Hannah Kendrick, partner at Squire Patton Boggs, said her firm can help businesses initiate and strengthen overseas collaborations.
Offering tips for companies considering trading in India, she said: “From a legal point of view India is a large and complex jurisdiction, but on the positive side its legal system is largely established along British lines.
“Where India sits on the rankings in terms of ease of doing business is improving all the time.
“There are practical issues for people to be wary of but those can be avoided with a bit of sensible planning and good advice.
“If you’re thinking about launching new initiatives in India we’d advise you know the regulatory regime you’ll be operating within and recognise that things are constantly evolving.
“Evaluate carefully anybody you’re thinking of doing business with. And it’s good to have thorough legal documents at an early stage that build in those protections which will pay dividends in the future.

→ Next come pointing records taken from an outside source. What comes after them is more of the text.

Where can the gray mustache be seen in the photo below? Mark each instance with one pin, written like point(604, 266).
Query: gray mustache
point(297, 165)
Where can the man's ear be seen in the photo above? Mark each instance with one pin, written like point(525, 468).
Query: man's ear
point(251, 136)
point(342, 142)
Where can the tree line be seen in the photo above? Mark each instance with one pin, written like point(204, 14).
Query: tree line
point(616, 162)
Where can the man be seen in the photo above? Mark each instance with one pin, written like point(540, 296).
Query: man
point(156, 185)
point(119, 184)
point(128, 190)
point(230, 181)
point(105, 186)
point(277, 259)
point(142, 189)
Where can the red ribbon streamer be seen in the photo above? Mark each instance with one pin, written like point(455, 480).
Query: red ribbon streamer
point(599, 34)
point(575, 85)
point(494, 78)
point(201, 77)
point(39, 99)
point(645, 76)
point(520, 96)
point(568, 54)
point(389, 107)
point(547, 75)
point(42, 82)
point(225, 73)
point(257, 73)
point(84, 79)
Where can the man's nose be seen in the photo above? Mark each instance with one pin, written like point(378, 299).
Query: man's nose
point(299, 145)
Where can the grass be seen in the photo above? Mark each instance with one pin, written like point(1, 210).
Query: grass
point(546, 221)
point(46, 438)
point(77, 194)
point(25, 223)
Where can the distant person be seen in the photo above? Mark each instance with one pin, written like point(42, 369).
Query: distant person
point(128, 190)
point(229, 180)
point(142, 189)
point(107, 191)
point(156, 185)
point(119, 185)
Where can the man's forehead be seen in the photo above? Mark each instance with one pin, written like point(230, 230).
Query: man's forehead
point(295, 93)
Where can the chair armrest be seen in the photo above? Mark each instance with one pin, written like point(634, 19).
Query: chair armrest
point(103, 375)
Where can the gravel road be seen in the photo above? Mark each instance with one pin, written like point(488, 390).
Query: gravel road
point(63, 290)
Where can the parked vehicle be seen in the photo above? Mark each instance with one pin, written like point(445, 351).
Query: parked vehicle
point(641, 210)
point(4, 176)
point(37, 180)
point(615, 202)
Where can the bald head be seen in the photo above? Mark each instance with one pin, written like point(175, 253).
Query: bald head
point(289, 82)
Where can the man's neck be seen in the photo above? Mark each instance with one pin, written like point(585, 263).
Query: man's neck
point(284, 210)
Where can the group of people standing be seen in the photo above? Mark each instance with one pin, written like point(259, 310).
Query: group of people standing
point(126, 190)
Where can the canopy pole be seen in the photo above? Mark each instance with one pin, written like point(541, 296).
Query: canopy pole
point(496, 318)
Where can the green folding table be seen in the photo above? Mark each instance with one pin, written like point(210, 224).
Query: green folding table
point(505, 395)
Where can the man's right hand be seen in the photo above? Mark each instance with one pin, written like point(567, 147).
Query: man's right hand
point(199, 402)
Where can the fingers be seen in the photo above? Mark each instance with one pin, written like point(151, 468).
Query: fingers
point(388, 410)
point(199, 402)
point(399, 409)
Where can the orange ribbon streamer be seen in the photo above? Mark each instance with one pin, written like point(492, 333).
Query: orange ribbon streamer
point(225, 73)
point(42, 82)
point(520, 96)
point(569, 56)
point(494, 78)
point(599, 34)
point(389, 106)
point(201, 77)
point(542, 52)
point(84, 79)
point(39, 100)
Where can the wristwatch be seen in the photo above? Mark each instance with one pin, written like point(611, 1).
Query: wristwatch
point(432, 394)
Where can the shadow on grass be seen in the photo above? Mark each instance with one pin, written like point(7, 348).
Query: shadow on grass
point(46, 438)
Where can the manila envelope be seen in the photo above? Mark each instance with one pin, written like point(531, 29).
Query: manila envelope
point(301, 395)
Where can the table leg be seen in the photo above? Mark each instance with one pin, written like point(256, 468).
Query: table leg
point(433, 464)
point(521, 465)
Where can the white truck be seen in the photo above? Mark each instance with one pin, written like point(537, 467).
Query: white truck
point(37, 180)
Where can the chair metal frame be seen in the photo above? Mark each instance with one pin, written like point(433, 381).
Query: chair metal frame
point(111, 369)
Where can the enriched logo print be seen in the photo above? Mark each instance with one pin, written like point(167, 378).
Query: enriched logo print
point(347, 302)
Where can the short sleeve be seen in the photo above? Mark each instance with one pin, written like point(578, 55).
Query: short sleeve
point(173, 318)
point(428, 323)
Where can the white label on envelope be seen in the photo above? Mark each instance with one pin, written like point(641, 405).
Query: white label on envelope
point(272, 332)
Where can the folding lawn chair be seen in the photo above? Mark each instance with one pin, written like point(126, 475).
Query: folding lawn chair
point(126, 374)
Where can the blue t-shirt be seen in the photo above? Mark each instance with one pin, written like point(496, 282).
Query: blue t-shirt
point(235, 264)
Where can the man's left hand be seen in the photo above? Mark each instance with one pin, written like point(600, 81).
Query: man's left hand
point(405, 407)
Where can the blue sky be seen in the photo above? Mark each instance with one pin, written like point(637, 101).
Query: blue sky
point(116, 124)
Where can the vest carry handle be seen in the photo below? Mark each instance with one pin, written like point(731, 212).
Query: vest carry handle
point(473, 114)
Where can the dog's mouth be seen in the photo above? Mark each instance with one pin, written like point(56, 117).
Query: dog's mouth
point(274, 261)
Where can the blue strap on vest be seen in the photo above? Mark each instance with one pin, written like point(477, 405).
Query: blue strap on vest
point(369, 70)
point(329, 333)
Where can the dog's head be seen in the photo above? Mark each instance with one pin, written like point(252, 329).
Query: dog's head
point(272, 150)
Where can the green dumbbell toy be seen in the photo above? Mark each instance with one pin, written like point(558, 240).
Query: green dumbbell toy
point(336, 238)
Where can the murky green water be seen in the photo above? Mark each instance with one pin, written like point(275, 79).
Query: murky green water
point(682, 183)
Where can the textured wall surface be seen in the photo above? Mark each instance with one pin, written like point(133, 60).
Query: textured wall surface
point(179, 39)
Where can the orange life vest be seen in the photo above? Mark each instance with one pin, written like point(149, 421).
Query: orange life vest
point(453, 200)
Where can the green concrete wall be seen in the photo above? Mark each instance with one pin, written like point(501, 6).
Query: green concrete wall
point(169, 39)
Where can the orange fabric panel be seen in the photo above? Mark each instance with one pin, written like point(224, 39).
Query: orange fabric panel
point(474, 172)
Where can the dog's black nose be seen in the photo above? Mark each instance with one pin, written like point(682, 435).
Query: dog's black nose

“The Indian courts have a reputation for quite lengthy processes so always be aware of how disputes might be sorted out.”
Roger Marsh, chairman of Leeds City Region Enterprise Partnership and NP11, said there was already a good foundation on which to develop stronger links between this part of Yorkshire and India.
He said: “It is important we build on what we’ve already got, it’s not as if we’re starting from scratch. And it’s important that we think of our role as part of the UK’s broader relationship with India.
“We should think about what we can build on in terms of our current sectoral strengths, whether that be within health tech, technology, devices and data, financial and professional services, manufacturing, or more recently the creative and digital space.
“There are business-to-business opportunities both ways, it’s all about a two way street.”